Jimmy wasn’t listening that closely to what they were saying since he was busy pulling on the line and turning the wheel and then it dawned on him how it worked. It was simple. If you tightened the wheel all the way, the line wouldn’t slip off. If you loosened it, it would. But then he had a question. What would it take to break the line if the drag was tightened all the way down? He’d figured out by then that the drag had been tightened all the way down this afternoon. And he’d also figured out that some huge turtle had already gotten into Mister Cortez’s pond, and that that was probably what had grabbed his little catfish and eaten it.
Jimmy’s mama bent over and kissed Jimmy’s daddy on top of his bald head since he had his cap off. Then she got out the ice cream from the top of the refrigerator. Jimmy’s daddy was sitting there smoking and sipping his Coke.
“How strong’s this line?” Jimmy said.
“I don’t know,” his daddy said. “Was that your little booklet that come with the reel you’s looking at while ago?”
“Yes sir.”
“Bring it over here for me, how about it?”

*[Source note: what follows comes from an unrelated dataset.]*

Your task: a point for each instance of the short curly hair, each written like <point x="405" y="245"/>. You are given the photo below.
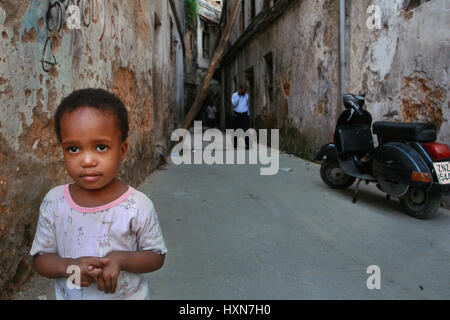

Jimmy got it from the coffee table and brought it back over, still carrying his rod and reel. Jimmy’s daddy opened it up and looked at it for a minute, reading in it. Then he pointed to it with his finger.
“Right here. ‘This reel is prewound at the factory with twenty-pound test DuPont monofilament.’ There you go. Twenty-pound test.” He handed the booklet back to Jimmy.
Jimmy said, “Does that mean it takes something that weighs twenty pounds to break it?”
Jimmy’s daddy picked up his Coke and his cigarette again. Jimmy’s mama was scooping Rocky Road into a bowl. She also had a big pile of Famous Amos chocolate chip cookies. Like ham and cheese Hot Pockets, Famous Amos chocolate chip cookies didn’t last long around there either.
“Well … yeah,” Jimmy’s daddy said. “Basically. But if your drag’s set right, it would probably take something that weighed more than twenty pounds to break it. Cause it’ll just keep coming off if the drag’s set right. I mean if you don’t run out of line. I mean if you ain’t out in the middle of the ocean or something.”
Jimmy stood there thinking about that. More than twenty pounds? More than twenty pounds?
He almost told his daddy. He almost almost almost almost almost told him. Almost told him everything, almost spilled all the beans. Almost told him about the big red fish truck, and the man with white hair, almost told him about the three thousand little catfish, almost told him he’d hung something in Mister Cortez’s pond this afternoon that had broken his line. But when his daddy asked him where his casting plug was, Jimmy just told him that he’d taken it off. Which was no lie.